К вечеру начал накрапывать мелкий дождик. Подвод уже не хватало, так что татары ловили лошадей и соорудив из ветвей, что-то типа салазок, укладывали раненых на них, поручая вожжи самому «здоровому», кто мог бы управлять подобным транспортом.
Появились раненые с сильными ожогами, раскалённые пушки просто трескались, убивая или калеча обслугу. Ведь артиллерийская дуэль продолжалась весь день. Погибших от взрыва пороховых ящиков можно было только собирать по кускам.
К заходу солнца с французской стороны скомандовали отступление. По всему периметру от Татариново до Псарёва зажгли костры, к которым в темноте могли выходить оставшиеся в живых. К нашему лагерю подъехал Кутузов со свитой, которых тут же принялась кормить сердобольная Степанида.
К светлейшему стали являться адъютанты, один за другим, докладывая о потерях. Как оказалось, шестой, седьмой и восьмой корпуса были полностью уничтожены.
Среди раненых увидела Дурову, её контузило ядром в ногу. Принесённая двумя ординарцами, та просила Кутузова не отправлять её на лечение, а оставить хотя бы ординарцем при себе. Просьбу светлейший удовлетворил.
Неожиданное вышедший к нашему костру пожилой мужчина заливался плачем и кричал. Когда его удалось успокоить, оказалось, что это денщик. Его барчук, остался где-то на поле, и он никак не может его найти. Этот раненый и измазанный кровью и грязью человек слёзно на коленях просил нас помочь ему в поисках и никак не хотел принимать лечение, пока не найдут его подопечного.
Павел недолго переговорил с татарами и те, забрав мужчину ушли на поиски. Что они могли найти в темноте, я не знала.

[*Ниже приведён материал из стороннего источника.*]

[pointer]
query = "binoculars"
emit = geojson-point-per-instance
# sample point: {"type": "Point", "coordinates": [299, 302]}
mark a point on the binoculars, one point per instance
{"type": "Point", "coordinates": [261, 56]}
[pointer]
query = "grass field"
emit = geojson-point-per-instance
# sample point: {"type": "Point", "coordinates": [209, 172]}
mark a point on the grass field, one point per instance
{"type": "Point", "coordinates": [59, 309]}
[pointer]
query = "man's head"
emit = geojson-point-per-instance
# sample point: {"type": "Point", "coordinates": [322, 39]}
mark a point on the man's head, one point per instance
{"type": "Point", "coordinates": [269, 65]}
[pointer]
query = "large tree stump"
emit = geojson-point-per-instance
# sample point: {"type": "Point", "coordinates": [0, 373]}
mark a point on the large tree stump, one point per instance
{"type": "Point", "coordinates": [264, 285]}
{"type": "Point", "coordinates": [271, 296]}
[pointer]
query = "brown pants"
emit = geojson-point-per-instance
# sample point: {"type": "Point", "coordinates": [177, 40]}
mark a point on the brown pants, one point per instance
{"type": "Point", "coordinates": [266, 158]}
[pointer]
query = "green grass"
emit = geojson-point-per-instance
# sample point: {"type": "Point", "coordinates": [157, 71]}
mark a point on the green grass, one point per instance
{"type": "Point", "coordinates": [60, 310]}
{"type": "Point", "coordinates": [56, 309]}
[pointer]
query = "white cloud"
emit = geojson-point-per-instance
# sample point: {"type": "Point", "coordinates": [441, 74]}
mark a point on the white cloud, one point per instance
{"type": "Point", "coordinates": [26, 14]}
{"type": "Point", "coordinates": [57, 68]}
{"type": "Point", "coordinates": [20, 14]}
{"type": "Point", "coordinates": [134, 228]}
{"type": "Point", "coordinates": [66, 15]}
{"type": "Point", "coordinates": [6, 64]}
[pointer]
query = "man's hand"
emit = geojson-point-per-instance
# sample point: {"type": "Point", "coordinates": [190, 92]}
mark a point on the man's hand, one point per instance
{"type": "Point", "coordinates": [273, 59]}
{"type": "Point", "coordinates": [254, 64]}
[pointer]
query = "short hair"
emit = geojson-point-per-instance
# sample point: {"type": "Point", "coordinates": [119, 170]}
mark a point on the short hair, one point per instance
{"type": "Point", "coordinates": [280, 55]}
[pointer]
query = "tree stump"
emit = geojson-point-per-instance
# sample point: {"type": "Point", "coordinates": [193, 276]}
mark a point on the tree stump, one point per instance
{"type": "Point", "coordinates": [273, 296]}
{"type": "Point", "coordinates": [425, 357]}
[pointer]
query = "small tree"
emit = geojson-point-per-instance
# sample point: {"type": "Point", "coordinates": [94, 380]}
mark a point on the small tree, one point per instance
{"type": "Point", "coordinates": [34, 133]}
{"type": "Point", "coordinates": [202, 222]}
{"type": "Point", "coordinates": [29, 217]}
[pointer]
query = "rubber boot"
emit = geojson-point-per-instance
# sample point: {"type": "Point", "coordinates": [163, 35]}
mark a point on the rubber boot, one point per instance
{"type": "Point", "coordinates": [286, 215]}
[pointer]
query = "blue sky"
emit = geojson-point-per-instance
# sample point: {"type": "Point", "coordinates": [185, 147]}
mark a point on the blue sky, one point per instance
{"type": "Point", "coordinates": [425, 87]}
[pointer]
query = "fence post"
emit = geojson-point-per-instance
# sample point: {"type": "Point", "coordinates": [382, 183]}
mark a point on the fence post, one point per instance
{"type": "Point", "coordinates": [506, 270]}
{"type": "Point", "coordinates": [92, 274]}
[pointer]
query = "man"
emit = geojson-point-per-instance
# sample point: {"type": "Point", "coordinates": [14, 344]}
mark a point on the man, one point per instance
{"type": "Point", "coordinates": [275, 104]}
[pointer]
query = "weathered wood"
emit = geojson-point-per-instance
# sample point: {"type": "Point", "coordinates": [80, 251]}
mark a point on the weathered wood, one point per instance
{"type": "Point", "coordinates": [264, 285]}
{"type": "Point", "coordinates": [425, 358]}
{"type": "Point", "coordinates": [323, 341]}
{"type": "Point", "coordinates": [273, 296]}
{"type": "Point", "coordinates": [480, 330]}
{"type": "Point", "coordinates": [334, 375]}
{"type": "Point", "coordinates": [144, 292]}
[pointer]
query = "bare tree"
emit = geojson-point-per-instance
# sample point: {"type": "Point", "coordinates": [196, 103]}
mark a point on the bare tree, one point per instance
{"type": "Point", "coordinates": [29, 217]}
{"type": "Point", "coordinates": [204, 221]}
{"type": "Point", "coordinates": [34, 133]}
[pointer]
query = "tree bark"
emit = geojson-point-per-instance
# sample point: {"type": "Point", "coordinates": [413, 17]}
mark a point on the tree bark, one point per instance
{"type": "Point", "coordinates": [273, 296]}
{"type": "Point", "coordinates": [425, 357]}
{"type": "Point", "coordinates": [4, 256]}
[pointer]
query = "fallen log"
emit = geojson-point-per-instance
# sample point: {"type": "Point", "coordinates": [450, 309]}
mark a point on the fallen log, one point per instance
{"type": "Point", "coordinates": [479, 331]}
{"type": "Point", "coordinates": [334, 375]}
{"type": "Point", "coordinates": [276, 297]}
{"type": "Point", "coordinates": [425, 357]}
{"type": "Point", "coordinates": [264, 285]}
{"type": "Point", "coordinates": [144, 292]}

Выжившие потихонечку собирались к нашим кострам. Желая хоть как-то поддержать такое количество людей, жених предложил сварить жиденький супчик. Туда отправилось немного сушеного мяса, картофельная мука и ещё какие-то добавки, что забрасывал в котлы «провидец» из седельных сумок.
Не евшие весь день люди с удовольствием принюхивались к начавшим разноситься ароматам. Как только котлы опорожнялись, начинали варить новые.
Время от времени появлялись татары, принося раненых, но явно это был не тот, кого они искали, так как мужчина с ними не возвращался. В конце концов они принесли обессилившего денщика, который божился по утру опять идти искать своего барчука.
Ночью лагерь почти не спал, но меня с девушками Павел отправил отдыхать в дормез.
Почти с рассветом, рядом раздался крик, на который я выскочила. Оказалось, что пропажа нашлась и искомый барин сам явился в лагерь, проведя, по его словам, всю ночь в окружении мертвецов.
Глава 13
27 августа 1812 года
Всё лето, я только и делаю, что куда-то еду. И вот… мы опять двигались, теперь в сторону Можайска по московской дороге. Проплывающие мимо красоты больше не вызывали интереса и восхищения. Ни у кого. Люди очень устали, потому брели медленно. Особенно слабые придерживались за подводы, других вели соратники. И хотя подсчитанные цифры потерь были ужасающи, все бурно между собой обсуждали предстоящую битву за Москву, к которой мы и направлялись. Странно, но никто не чувствовал себя проигравшими. Наоборот. Осознание того, что выстояли, а неприятель первым вечером сыграл отход, наполняло всех какой-то невиданной гордостью.
Сдавать первопрестольную никто даже не и помышлял. Особенным патриотизмом отличался барон Беннигсен [53] . Леонтий Леонтьевич был насильно навязан Кутузову лично Александром. С начала войны подобным «подарком» был «осчастливлен» ещё Барклай, не знавший, куда деться от это немца, но всё-таки смогший его спровадить из армии. Ну а затем, барон явился в Царёво-Займище и предъявил светлейшему бумагу о назначении себя начальником Главного штаба армии.